LITTLE ROCK, Ark. (AP) — Arkansas lawmakers are considering an amendment that would impose the strictest legislative term limits in the country, restricting lawmakers to a maximum of 10 years in the state Legislature.
The Arkansas Term Limits ballot committee filed the proposed amendment with the secretary of state’s office Thursday, the Arkansas Democrat-Gazette reported.
Under the proposal, lawmakers could not be elected to more than three two-year terms in the House of Representatives, more than two four-year terms as a senator, or any term that if served would exceed 10 years in the General Assembly. A partial term served following a special election “shall not count toward the limit unless service in that term is longer than one year in duration. Only full years of a partial term shall be counted,” it states.
California and Oklahoma currently have the strictest legislative term limits, limiting their lawmakers to 12 years in office, according to the National Conference of State Legislatures.
If approved by voters in 2020, the Arkansas amendment would become effective Jan. 1, 2021.
The state Supreme Court disqualified a similar proposal sponsored by the committee last October. The state’s high court determined that there weren’t enough valid signatures from registered voters on petitions.

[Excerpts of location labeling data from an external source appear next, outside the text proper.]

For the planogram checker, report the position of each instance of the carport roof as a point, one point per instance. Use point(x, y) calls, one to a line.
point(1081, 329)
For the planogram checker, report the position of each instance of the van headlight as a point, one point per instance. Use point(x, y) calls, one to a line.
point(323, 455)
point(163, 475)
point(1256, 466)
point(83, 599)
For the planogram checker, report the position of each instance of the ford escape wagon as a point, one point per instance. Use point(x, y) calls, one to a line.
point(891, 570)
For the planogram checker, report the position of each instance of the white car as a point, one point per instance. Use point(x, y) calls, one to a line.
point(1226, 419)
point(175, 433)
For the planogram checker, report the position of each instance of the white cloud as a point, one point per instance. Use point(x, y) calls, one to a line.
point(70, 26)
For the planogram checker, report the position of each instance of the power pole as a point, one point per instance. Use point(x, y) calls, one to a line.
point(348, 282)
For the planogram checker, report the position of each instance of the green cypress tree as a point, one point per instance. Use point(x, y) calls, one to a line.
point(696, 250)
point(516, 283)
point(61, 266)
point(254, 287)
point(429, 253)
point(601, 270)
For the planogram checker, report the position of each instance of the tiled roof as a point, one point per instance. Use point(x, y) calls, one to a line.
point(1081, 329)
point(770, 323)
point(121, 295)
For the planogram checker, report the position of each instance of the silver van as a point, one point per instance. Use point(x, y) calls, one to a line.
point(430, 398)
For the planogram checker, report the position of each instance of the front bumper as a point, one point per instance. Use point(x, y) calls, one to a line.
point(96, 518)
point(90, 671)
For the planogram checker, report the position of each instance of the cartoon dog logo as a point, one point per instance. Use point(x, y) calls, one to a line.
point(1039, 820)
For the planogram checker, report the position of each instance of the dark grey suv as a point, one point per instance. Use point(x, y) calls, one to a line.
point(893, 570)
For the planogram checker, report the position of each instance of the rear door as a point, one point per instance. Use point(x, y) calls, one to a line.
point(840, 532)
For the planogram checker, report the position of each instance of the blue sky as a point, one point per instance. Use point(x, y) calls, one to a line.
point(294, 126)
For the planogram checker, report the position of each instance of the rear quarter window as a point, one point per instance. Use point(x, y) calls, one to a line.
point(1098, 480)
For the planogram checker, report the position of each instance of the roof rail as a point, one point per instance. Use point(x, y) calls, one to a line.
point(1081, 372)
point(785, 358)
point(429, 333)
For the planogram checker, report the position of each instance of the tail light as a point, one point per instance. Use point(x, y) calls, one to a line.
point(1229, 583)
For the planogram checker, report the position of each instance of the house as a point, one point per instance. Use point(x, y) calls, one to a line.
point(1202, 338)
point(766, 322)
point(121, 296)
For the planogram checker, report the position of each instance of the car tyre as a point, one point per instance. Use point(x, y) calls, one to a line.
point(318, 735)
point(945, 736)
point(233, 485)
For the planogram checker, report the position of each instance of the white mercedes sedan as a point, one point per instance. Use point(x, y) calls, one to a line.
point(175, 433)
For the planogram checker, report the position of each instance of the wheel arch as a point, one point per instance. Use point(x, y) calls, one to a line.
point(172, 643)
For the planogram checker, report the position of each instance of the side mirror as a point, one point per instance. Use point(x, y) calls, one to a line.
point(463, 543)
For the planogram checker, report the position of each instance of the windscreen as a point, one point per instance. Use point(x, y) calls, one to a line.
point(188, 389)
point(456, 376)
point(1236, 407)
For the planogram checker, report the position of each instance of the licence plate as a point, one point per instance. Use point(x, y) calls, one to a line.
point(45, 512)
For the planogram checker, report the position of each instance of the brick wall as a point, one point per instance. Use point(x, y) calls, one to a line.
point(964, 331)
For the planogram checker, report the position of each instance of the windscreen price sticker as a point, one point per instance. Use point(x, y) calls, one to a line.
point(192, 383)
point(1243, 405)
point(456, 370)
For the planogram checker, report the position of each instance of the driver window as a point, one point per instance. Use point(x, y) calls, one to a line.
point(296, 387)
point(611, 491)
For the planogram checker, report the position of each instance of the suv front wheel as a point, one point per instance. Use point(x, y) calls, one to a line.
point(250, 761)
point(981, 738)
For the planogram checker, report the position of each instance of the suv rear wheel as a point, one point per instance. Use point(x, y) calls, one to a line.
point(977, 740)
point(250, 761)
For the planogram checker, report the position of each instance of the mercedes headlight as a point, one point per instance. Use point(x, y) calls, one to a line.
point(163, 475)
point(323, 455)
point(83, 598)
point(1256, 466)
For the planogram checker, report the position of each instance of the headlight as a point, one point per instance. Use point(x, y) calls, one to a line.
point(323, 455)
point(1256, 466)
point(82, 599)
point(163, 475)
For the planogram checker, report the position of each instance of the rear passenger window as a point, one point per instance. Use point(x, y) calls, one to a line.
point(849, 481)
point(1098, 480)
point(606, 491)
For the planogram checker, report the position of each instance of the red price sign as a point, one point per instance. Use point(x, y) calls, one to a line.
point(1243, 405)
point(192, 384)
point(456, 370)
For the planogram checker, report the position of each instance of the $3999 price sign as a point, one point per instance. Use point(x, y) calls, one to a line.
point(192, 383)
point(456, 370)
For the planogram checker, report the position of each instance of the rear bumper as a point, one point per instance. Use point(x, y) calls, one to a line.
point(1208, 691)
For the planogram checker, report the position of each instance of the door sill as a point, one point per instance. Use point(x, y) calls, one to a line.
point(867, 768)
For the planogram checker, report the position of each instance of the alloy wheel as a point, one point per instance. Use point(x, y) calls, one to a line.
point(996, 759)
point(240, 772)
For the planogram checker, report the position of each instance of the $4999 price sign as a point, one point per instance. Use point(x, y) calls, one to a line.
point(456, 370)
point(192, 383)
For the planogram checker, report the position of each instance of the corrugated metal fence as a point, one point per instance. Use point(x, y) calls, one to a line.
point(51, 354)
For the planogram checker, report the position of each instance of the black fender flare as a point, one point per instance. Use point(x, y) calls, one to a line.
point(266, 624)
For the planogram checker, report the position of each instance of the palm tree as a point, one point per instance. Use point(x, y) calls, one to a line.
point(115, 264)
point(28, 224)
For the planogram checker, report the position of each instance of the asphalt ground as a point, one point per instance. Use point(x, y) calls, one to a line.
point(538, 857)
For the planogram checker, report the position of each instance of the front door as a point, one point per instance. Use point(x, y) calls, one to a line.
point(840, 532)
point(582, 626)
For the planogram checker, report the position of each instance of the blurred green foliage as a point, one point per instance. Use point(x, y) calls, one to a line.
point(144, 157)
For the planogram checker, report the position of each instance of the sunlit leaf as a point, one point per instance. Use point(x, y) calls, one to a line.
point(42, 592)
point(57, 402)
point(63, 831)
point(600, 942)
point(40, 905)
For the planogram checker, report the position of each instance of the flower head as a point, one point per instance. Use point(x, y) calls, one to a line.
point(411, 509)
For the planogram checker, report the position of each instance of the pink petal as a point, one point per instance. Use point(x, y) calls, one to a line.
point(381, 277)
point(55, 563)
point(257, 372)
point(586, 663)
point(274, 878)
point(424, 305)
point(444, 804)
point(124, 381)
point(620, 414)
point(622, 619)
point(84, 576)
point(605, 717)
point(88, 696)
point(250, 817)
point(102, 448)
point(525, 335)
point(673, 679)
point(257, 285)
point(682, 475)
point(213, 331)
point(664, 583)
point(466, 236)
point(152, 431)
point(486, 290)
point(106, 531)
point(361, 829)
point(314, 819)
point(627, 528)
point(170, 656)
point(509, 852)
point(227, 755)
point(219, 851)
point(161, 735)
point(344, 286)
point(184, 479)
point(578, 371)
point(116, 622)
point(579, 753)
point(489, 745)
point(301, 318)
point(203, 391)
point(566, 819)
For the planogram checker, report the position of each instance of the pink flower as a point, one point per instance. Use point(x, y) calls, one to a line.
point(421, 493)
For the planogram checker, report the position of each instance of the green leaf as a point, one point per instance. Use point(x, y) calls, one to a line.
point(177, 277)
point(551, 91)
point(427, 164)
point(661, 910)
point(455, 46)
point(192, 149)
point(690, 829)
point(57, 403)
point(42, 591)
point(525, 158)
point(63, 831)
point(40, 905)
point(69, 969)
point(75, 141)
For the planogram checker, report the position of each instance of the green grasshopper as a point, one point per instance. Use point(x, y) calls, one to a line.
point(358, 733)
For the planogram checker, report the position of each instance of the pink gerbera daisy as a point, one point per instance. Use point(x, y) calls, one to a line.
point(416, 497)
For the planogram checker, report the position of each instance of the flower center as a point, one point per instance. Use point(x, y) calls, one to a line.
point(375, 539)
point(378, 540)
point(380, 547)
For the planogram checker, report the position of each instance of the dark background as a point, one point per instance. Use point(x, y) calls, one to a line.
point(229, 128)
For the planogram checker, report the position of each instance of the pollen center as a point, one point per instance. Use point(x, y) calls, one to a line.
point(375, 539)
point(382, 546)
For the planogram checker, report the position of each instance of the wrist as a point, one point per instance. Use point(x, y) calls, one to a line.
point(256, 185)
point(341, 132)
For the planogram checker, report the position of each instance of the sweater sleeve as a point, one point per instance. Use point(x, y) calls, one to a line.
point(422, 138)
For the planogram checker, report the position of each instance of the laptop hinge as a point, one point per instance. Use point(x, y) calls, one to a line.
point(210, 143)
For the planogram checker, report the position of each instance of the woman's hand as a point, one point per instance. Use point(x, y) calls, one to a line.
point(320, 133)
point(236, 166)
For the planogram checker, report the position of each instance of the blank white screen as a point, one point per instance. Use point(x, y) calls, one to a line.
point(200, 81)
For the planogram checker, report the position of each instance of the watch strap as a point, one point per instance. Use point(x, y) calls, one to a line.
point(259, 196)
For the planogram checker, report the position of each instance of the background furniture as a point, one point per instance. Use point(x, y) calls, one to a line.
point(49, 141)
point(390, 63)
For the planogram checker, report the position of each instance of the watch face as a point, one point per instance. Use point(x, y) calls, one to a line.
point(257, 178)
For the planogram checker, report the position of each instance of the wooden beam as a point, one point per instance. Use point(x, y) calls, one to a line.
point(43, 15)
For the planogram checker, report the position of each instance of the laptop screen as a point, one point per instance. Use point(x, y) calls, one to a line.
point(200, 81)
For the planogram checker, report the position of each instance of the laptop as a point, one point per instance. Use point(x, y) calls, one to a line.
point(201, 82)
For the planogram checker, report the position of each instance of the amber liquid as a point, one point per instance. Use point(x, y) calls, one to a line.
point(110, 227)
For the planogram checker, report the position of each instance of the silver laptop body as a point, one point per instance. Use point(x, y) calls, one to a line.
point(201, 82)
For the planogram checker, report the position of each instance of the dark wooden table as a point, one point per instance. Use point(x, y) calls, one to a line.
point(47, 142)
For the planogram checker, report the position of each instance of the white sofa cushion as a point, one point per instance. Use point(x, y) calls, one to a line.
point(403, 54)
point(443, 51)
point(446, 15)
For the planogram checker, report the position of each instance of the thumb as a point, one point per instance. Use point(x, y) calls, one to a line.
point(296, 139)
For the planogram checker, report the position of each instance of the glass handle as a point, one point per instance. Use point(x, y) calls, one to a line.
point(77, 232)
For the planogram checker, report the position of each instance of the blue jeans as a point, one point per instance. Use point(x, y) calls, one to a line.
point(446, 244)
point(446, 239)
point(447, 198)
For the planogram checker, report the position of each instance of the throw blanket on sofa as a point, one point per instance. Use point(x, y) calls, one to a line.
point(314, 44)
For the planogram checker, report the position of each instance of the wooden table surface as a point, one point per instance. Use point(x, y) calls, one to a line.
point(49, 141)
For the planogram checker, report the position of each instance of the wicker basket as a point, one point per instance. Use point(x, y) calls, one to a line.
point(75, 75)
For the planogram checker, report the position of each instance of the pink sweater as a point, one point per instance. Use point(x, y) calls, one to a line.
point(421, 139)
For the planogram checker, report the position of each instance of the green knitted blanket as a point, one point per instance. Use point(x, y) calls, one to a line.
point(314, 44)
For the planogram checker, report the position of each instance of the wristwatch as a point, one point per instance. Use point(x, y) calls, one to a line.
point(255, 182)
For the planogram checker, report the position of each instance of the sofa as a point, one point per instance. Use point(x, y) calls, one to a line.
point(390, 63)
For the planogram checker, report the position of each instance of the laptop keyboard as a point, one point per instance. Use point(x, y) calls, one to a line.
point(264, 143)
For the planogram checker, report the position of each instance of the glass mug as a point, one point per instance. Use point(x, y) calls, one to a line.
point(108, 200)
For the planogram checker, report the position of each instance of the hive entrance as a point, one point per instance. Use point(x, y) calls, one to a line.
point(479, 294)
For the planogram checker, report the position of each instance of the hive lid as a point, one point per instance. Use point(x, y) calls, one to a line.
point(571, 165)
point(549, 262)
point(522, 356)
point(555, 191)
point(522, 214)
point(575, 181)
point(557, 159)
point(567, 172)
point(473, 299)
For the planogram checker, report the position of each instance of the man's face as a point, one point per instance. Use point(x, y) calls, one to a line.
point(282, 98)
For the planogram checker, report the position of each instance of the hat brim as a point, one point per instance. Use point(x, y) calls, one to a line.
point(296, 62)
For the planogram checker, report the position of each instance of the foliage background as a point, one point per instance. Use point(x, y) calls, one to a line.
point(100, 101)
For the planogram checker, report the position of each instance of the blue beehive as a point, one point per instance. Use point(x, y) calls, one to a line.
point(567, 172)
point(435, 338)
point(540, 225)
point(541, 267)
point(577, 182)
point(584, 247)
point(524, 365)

The sponsor must collect signatures totaling 10 percent of the votes cast for governor in the last election for a proposed constitutional amendment to qualify for a vote. Chris Powell, a spokesman for Secretary of State John Thurston, said that means sponsors must collect 89,151 valid signatures.
The committee should be able to begin to collect signatures of registered voters in the next month, committee chair Thomas Steele said.
A voter-approved measure in 2014 loosened Arkansas’ term limits and allowed lawmakers to serve 16 years in the House, Senate or a combination of both.